In the east we do not own the land under our waters, they are sovereign lands. But out here, they do. So to see the falls by water is impossible. You would have to row against the current and then would only see the first falls, as it would be illegal today to portage around the falls.
You can, though, see them from roads and trails. The Interpretive Center is just off of River Road which runs along the south side of the River. Just before reaching the center, I stopped at an overlook to see Black Eagle Falls, which was partially destroyed by a dam. Below is a picture of before the dam and after.
The Interpretive Center is on Hidden Springs Road just off of River Rd. The center has a great film about the portage with actors in period style clothing. It even had a trained grizzly in the story, but at one point I guess he forgot that he was trained and ran the actor playing Lewis out into the stream. In Lewis’s journal the bear stopped at the edge of the river. I guess he wasn’t that hungry. The scene in the film was a funny, but a very real moment in making the documentary.
They also devised a simulation of what it was like to pull the canoes along over the hard ground. I tried my strength and found out that I was only able to pull the canoe at four miles per hour. And that was only for about 5 seconds. One day they were able to hoist a sail and sail the canoe across.
If you continue past the Center on Hidden Springs Road, you can see Rainbow Falls from another overlook.
Colter Falls is submerged under the reservoir formed by the Rainbow Falls dam. It is the only one of the five falls that cannot be seen, but almost all the falls have been affected by the dams in one way or the other.

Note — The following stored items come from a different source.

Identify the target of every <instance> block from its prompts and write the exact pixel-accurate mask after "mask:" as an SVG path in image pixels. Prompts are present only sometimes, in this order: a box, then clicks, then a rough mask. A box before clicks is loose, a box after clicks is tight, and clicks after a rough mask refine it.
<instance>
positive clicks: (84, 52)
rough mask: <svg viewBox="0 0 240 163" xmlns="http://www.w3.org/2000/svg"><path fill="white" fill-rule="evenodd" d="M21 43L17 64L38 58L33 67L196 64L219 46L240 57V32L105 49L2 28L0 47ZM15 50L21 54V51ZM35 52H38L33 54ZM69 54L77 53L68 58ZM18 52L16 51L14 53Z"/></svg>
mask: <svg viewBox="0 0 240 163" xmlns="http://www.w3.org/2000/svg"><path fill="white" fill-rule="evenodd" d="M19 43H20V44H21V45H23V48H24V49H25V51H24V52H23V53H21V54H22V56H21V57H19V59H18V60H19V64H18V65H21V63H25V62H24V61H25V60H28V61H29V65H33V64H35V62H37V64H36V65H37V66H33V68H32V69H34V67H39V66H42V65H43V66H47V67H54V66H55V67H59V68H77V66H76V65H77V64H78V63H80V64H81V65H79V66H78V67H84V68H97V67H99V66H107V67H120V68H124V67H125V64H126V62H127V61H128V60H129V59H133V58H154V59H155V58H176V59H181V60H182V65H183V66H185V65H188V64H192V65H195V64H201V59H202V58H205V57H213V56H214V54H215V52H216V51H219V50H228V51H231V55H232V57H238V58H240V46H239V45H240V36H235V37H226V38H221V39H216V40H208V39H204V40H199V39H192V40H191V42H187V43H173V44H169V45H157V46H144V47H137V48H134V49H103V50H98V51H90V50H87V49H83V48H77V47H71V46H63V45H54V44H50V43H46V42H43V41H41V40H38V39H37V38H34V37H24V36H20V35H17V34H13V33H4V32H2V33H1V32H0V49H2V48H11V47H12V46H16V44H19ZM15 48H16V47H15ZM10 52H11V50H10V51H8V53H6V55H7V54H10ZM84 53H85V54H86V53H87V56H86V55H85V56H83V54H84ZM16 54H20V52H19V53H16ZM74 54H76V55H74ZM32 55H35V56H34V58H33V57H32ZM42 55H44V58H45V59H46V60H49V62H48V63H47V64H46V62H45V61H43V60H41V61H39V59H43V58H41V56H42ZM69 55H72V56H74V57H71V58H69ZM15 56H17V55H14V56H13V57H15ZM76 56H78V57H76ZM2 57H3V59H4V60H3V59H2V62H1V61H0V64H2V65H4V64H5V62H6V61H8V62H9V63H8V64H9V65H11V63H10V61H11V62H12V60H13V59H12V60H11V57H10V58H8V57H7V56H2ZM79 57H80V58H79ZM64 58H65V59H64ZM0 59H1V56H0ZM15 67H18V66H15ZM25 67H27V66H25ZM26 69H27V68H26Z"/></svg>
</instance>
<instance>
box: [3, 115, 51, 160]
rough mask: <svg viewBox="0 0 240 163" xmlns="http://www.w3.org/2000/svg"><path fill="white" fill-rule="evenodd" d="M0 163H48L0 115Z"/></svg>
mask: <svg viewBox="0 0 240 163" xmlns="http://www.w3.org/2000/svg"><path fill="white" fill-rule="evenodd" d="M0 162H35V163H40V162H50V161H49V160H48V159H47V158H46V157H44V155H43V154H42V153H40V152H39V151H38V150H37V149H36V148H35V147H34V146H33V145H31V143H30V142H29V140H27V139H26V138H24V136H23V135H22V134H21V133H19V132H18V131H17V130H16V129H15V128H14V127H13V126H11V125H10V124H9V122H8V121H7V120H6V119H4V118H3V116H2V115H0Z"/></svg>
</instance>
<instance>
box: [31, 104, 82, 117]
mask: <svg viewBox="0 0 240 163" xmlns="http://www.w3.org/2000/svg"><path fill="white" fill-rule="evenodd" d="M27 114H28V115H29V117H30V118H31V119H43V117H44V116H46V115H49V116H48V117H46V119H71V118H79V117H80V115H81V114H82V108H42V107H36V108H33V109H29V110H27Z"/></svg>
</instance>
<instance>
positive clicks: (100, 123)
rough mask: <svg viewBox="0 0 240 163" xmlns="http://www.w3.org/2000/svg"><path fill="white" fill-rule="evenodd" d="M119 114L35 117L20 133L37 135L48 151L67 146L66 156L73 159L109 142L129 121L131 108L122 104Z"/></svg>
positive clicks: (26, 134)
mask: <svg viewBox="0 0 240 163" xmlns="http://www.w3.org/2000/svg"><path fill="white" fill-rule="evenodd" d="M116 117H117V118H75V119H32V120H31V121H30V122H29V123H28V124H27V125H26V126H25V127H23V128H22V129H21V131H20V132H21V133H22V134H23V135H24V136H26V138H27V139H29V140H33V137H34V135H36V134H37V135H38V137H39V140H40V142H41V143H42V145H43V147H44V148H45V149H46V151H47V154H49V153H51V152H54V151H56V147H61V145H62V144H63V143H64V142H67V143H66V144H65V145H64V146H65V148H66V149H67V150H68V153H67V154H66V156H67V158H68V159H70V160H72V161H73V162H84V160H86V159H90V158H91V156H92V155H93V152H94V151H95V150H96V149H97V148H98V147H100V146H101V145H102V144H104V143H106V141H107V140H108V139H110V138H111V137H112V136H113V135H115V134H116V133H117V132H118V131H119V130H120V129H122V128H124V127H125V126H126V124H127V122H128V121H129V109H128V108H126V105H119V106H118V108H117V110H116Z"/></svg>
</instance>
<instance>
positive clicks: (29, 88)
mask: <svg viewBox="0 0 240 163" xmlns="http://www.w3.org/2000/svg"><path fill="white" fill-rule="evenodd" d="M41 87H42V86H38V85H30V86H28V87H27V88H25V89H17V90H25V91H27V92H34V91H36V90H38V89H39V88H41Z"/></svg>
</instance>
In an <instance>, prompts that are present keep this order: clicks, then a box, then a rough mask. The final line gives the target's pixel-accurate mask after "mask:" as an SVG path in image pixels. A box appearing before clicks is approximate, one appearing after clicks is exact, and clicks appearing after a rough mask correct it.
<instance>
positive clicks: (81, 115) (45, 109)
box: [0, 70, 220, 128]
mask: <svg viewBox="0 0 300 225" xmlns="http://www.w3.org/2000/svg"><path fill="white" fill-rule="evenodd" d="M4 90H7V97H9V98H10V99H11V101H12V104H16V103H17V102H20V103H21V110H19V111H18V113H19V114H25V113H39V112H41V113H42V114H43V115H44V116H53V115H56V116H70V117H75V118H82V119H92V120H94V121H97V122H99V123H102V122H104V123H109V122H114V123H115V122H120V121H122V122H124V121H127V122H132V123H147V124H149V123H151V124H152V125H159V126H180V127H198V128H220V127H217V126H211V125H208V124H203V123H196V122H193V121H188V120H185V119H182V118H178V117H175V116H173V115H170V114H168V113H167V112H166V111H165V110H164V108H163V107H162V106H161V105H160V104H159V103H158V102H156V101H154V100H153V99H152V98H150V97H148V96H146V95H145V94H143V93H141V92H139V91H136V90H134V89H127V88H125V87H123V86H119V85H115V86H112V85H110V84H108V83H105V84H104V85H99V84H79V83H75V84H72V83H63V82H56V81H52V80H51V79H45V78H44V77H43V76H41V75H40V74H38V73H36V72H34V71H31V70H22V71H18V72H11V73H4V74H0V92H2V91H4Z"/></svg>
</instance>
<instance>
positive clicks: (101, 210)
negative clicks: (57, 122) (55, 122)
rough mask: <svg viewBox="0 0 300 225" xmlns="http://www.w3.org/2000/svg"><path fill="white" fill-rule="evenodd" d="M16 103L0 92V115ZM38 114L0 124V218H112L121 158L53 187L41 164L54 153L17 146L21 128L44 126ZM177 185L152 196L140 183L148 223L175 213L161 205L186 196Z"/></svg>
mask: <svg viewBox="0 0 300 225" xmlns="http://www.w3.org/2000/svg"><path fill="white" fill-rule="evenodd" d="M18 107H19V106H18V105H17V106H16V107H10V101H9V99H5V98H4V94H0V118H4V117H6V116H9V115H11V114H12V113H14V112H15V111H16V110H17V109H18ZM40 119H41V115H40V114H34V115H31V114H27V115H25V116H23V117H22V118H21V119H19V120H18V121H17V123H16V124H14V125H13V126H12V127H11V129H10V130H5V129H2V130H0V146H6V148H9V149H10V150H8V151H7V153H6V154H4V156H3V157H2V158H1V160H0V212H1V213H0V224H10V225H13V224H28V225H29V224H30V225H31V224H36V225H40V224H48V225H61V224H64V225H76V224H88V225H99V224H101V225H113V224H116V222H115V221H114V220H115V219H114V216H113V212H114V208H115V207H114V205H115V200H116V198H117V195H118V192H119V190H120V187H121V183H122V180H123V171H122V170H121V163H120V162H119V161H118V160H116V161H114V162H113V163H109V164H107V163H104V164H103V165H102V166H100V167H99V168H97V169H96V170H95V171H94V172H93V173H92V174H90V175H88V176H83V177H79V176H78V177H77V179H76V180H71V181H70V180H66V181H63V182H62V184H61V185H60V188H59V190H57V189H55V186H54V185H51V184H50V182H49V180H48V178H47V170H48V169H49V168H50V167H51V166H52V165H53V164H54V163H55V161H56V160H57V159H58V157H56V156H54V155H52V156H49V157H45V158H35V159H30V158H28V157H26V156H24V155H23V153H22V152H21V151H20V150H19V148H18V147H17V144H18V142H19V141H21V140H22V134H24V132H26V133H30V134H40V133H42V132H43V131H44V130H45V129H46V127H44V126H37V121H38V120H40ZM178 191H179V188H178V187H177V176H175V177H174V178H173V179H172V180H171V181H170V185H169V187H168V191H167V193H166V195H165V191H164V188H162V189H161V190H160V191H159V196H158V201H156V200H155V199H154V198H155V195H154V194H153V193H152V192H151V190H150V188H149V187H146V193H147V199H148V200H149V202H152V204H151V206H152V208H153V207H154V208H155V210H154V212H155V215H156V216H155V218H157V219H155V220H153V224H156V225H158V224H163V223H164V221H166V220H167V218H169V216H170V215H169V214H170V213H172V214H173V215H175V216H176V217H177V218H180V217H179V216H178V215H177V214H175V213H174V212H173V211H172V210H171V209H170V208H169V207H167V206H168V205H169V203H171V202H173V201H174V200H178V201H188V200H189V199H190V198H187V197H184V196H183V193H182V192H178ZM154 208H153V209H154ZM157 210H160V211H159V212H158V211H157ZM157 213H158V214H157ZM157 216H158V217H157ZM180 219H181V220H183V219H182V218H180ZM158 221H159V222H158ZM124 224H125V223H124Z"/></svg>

To reach Crooked Falls I hiked down a small trail next to the river leaving from the trailhead at the second overlook on Rainbow Falls. There is a paved trail, but it winds around and is a longer trail. I took the unpaved trail near the edge of the bluff overlooking the river.

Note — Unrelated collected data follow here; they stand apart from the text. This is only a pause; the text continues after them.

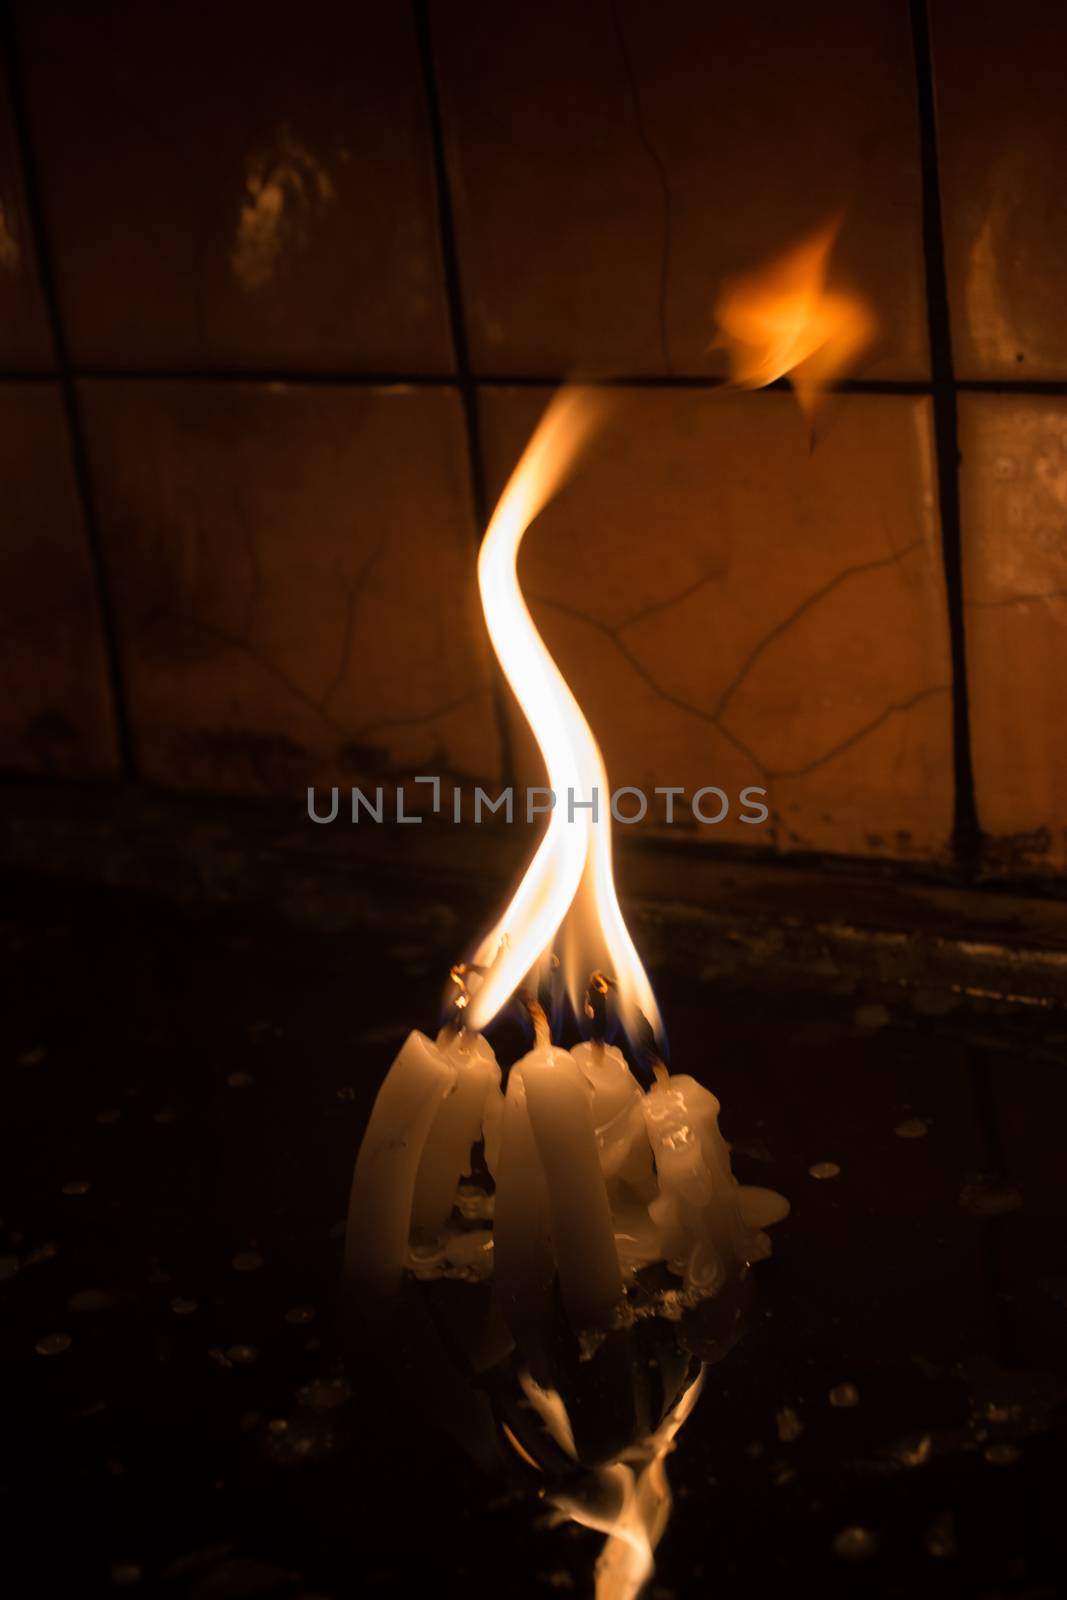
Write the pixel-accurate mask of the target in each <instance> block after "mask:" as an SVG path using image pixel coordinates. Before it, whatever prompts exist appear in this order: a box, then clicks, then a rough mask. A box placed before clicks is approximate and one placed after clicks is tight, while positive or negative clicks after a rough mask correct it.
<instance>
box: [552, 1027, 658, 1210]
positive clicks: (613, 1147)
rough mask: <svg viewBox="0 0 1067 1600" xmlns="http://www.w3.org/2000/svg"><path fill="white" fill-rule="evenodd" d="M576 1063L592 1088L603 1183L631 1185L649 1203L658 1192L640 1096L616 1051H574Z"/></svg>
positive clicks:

I got to a fork in the trail at one point and had my choice of a “more difficult” or a “most difficult” trail to take. Both led to the same place. I took the “more difficult” and still have no idea why they thought it was difficult at all. I wore a pair of plastic Birkenstock slides so I didn’t chance the “most difficult” one.

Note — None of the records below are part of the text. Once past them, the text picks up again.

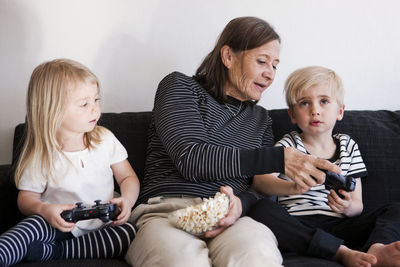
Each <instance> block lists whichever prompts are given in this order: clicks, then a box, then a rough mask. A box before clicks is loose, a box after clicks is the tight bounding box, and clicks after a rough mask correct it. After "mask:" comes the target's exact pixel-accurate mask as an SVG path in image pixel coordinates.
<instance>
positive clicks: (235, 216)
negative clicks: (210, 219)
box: [205, 186, 242, 238]
mask: <svg viewBox="0 0 400 267" xmlns="http://www.w3.org/2000/svg"><path fill="white" fill-rule="evenodd" d="M221 193H224V194H226V195H227V196H228V197H229V212H228V214H227V215H226V216H225V218H223V219H221V220H220V221H219V222H218V225H219V227H218V228H216V229H214V230H211V231H208V232H206V233H205V238H213V237H216V236H217V235H219V234H220V233H222V232H223V231H225V229H226V228H228V227H229V226H231V225H233V224H234V223H235V222H236V221H237V220H238V219H239V218H240V216H241V215H242V202H241V201H240V199H239V198H238V197H237V196H235V194H233V190H232V188H231V187H230V186H222V187H221Z"/></svg>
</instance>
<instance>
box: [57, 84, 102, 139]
mask: <svg viewBox="0 0 400 267" xmlns="http://www.w3.org/2000/svg"><path fill="white" fill-rule="evenodd" d="M67 98H68V99H67V103H66V107H65V111H64V117H63V120H62V123H61V127H60V130H59V131H60V134H62V135H63V136H66V135H68V134H73V135H82V136H83V134H84V133H86V132H90V131H92V130H93V128H94V126H95V125H96V123H97V121H98V119H99V118H100V114H101V109H100V105H99V103H100V98H99V89H98V87H97V84H96V83H91V82H78V83H77V84H76V86H75V87H73V88H71V89H70V91H69V92H68V94H67Z"/></svg>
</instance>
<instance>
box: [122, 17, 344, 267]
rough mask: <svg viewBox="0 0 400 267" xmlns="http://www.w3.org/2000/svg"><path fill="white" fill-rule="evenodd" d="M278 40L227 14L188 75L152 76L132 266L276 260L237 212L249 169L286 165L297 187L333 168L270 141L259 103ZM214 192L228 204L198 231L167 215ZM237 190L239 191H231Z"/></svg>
mask: <svg viewBox="0 0 400 267" xmlns="http://www.w3.org/2000/svg"><path fill="white" fill-rule="evenodd" d="M279 51H280V38H279V36H278V34H277V33H276V32H275V31H274V30H273V29H272V28H271V26H270V25H269V24H268V23H267V22H265V21H264V20H261V19H259V18H255V17H241V18H236V19H234V20H232V21H230V22H229V24H228V25H227V26H226V27H225V29H224V30H223V32H222V33H221V35H220V37H219V40H218V42H217V44H216V46H215V48H214V49H213V50H212V51H211V52H210V54H209V55H208V56H207V57H206V58H205V59H204V61H203V63H202V64H201V65H200V67H199V68H198V70H197V72H196V75H195V76H194V77H189V76H186V75H184V74H182V73H178V72H174V73H171V74H169V75H168V76H166V77H165V78H164V79H163V80H162V81H161V82H160V84H159V87H158V90H157V93H156V97H155V102H154V112H153V118H152V123H151V128H150V136H149V146H148V151H147V162H146V174H145V177H144V180H143V185H142V192H141V196H140V200H139V201H141V203H143V204H141V205H139V206H138V207H137V208H136V209H135V210H134V212H133V215H132V218H131V219H132V220H133V221H134V222H136V224H137V226H138V227H139V231H138V233H137V235H136V238H135V240H134V242H133V243H132V245H131V247H130V249H129V251H128V253H127V255H126V259H127V261H128V262H129V263H131V264H132V265H133V266H174V267H175V266H185V267H187V266H192V267H193V266H217V267H218V266H281V263H282V257H281V255H280V252H279V250H278V248H277V242H276V239H275V236H274V235H273V233H272V232H271V231H270V230H269V229H268V228H267V227H266V226H264V225H262V224H260V223H258V222H256V221H254V220H253V219H251V218H249V217H246V216H244V215H245V214H246V210H247V208H248V207H249V206H250V205H251V204H252V203H253V202H254V201H255V200H256V199H255V197H254V195H253V194H251V193H248V192H247V190H248V189H249V186H250V184H251V181H252V177H253V175H255V174H264V173H270V172H284V173H286V174H287V175H288V176H290V177H294V180H295V181H296V182H297V183H299V184H300V185H305V184H306V185H308V186H312V185H315V184H316V183H318V182H322V181H323V179H324V178H325V174H324V173H323V172H322V171H320V170H318V168H321V169H328V170H331V171H334V172H338V171H340V170H338V168H337V166H335V165H333V164H331V163H329V162H328V161H325V160H320V159H316V158H312V157H310V156H307V155H305V154H303V153H299V152H298V151H296V149H293V148H273V147H272V146H273V144H274V139H273V134H272V128H271V124H272V122H271V119H270V117H269V115H268V112H267V111H266V110H265V109H264V108H263V107H260V106H257V105H256V103H257V101H258V100H259V99H260V98H261V95H262V93H263V92H264V91H265V90H266V89H267V88H268V87H269V86H270V85H271V83H272V82H273V80H274V77H275V72H276V68H277V65H278V63H279ZM220 190H221V191H222V192H223V193H226V194H228V195H229V197H230V211H229V213H228V215H227V216H226V217H225V218H224V219H222V220H220V221H219V226H220V227H219V228H217V229H215V230H212V231H209V232H207V233H206V234H205V238H199V237H197V236H194V235H191V234H189V233H186V232H184V231H182V230H179V229H177V228H175V227H174V226H172V225H171V224H170V223H169V221H168V218H167V216H168V213H169V212H172V211H174V210H177V209H179V208H183V207H186V206H188V205H193V204H196V203H199V202H200V201H201V200H202V198H205V197H210V196H214V195H215V193H216V192H218V191H220ZM237 196H238V197H237Z"/></svg>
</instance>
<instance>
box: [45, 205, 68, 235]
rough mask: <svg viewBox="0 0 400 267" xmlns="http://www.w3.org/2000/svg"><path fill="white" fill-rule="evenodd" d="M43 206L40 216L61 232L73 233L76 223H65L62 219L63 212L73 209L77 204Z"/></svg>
mask: <svg viewBox="0 0 400 267" xmlns="http://www.w3.org/2000/svg"><path fill="white" fill-rule="evenodd" d="M43 204H44V205H43V206H42V207H41V214H40V215H42V216H43V218H45V219H46V221H47V222H48V223H49V224H50V225H51V226H53V227H54V228H57V229H58V230H60V231H61V232H71V231H72V230H73V229H74V227H75V223H72V222H67V221H65V220H64V219H63V218H62V217H61V212H63V211H64V210H70V209H73V208H74V207H75V204H48V203H43Z"/></svg>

Finally, I reached Crooked Falls, but the water flow from Rainbow is so low that much of these falls are dry. Still, though, the entire scene was beautiful, as I walked high above the south side of the river. It is only in the mid 80s today, but the sun is intense. Thankfully I had a cross breeze.
Next, I went in search of the Great Falls themselves. I drove across the river and took the north side River Road until the Ryan Dam Rd. forked off to the right. It ran through farm lands.
The road curved and I followed it down until it came to a rim of a canyon. The river was below. There was an island below this dam with a wonderful view of the falls and the dam above. A bridge provided foot access to the island.
But before I got out of the car I took a moment to snack. I was hungry. I had a little packet of an Arbonne fizzy-powdered drink mix to add to my water. My sister gave it to me the last time we were together in Orlando.
So I poured the whole thing into my bottled water, whereupon it erupted. My bottle looked like a pink volcano, and there was no way to stop it, as it flowed out the top and over my hands. I jumped out of the car but not before some of it got on my clothes. Thankfully the car was untouched.
Would have been ok, but there was no running water in the primitive bathrooms and the river was way below in the canyon. Also the volcanic water bottle was my last one. It was a sticky mess that was only alleviated by licking the junk off my hands. Thank you Arbonne and Linda!
I finally made my way over to the island and to a rock outcropping with a view platform. Of course there is much less water spilling over the falls than in Lewis & Clark’s day. It was still quite a sight and even the smaller waterfalls were still magnificent. I took a picture but the angle of the sun is all wrong. It is already past 6 pm.
It was a great first day, and I’ll travel on up the river in the morning. Tomorrow I’ll make it all the way to the headwaters of the Missouri.